Senate Body discusses suspension of gas supply

F.P. Report

ISLAMABAD: The Senate Standing Committee on Petroleum discussed the suspension of gas supply in industrial units in the province of Sindh for two days a week, causing a production loss of 28 percent, as well as a delay in the completion of the supply.

The Senate Body on Petroleum met with Senator Mohammad Abdul Qadir at Parliament House on Friday. Officials of the Ministry for Energy (Petroleum Division) briefed that every year; more than 10% of gas was depleted from reservoirs at different gas fields, while the demand for gas is increasing day by day. This year, SSGC (Sui Southern Gas Limited) is receiving around 90 MMCFD less gas compared to last year.

Secretary of the Ministry for Energy (Petroleum Division), Mohsin Agha said that the decline has been continuous for the last 8 to 10 years, and they are looking forward to a comprehensive plan that would scrutinize policymaking.

The committee members conducted a thorough analysis of supply statistics and gas depletion over the years.
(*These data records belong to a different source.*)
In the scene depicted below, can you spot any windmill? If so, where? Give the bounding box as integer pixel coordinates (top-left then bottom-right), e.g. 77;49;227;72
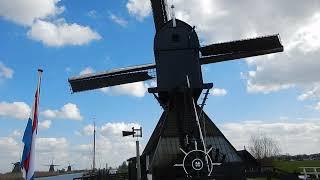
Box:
11;162;21;173
68;0;283;180
66;162;75;172
44;160;60;172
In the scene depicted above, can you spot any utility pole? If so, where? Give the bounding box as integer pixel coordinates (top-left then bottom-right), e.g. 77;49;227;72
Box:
122;127;142;180
92;120;96;171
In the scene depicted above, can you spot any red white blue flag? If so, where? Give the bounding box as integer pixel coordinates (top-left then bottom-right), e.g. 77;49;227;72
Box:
21;70;42;180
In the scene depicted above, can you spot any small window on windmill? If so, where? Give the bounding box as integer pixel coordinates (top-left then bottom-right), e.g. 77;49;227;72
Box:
171;33;180;42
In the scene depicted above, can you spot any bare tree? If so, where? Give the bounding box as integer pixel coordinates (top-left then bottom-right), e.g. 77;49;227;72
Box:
249;134;280;159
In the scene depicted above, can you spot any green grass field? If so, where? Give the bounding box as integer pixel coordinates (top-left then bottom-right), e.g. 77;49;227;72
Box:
272;160;320;173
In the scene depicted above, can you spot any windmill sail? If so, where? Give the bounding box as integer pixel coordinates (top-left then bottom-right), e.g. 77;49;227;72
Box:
68;64;156;92
200;35;283;64
151;0;168;31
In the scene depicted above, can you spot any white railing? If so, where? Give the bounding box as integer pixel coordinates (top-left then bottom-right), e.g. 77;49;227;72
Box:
299;167;320;179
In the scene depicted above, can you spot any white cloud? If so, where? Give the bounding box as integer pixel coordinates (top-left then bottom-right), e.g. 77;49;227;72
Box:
0;102;31;120
0;61;14;79
109;13;128;27
27;19;101;47
100;82;149;97
0;0;64;26
87;10;98;18
127;0;151;20
314;102;320;111
221;119;320;155
42;103;83;120
81;124;94;136
39;120;52;129
79;67;94;75
297;83;320;101
210;88;227;96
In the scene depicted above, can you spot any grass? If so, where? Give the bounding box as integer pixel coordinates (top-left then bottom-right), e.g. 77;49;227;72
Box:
272;160;320;173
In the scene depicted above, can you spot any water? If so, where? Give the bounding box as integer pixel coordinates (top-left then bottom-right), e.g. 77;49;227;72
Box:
35;173;82;180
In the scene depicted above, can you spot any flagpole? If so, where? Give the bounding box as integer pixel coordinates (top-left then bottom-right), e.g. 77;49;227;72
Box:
37;68;43;95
They recommended the Ministry for Energy officers (Petroleum Division) to address the discrepancies for conclusive results

Furthermore, the officers from the ministry provided a briefing on LPG rates, explaining that OGRA (Oil and Gas Regulatory Authority) determines LPG prices for producers, the margin of MCs (Marketing Companies), and consumers. The pricing was based on various parameters, including the producers’ price per metric ton, which was determined on monthly basis according to the Saudi Aramco Contract Price (40% Propane: 60% Butane).

The distribution margin was fixed at Rs. 35,000 per metric ton, equivalent to Rs. 413 per cylinder. Additionally, there was a petroleum levy on indigenous production at Rs. 4,669 per metric ton, translating to Rs. 55 per cylinder. GST, previously at 17% and now increased to 18% since February 2023, applies to the aforementioned parameters. The officers also clarified that the compilation of these figures makes up consumer price. The Secretary Ministry for Energy (Petroleum Division) further stated that they were actively exploring indigenous sources and will address infrastructure constraints in their efforts to stabilize gas prices.
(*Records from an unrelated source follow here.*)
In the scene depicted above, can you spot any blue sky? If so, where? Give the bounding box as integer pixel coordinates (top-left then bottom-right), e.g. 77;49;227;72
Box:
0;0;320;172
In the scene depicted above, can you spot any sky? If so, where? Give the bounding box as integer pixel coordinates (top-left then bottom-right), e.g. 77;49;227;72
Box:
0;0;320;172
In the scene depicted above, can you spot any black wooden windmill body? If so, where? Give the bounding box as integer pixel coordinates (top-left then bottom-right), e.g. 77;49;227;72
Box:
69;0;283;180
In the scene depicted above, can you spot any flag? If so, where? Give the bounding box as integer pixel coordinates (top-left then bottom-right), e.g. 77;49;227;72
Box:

The Chairman of OGRA, Masroor Khan, provided the committee members with a briefing on the reasons behind the increase in oil and gas prices. Senator Saadia Abbasi pointed out that the rise in cylinder prices was attributed to the taxes imposed on people. Similarly, the Chairman of the committee, Mohammad Abdul Qadir, suggested that officers explore and utilize gas transportation via seaports and large ships to mitigate price increases, ultimately benefiting the larger population struggling with the rising costs. The Chairman of OGRA stated that their FBR mechanism already operates at the sea border. However, currently, operating on large ships was not feasible, and efforts were underway to determine how to increase LPG operations at Karachi ports.

In conclusion, the Chairman of the committee, Mohammad Abdul Qadir, recommended that officers from the Ministry of Energy (Petroleum Division) reach out to international companies and encourage them to invest. He noted that since 2015, the ministry has been purchasing LNG, limited to 2-3 bidders, despite numerous bidders worldwide. Allowing private entities could make the price more competitive. He also highlighted that several government and private companies are non-operative due to minor disputes, suggesting that the ministry should resolve petty matters to achieve positive collective results.

The Secretary of the Ministry for Energy (Petroleum Division) assured the committee members that they were looking forward to a comprehensive plan and policy review, and improvements in the results can be expected within a few weeks.

The meeting was attended by Senator Saadia Abbasi, Senator Atta ur Rehman, Senator Fida Muhammad, Senator Mohsin Aziz, Secretary of the Petroleum Division, Chairman of OGRA, and senior officials from the Ministry for Energy (Petroleum Division).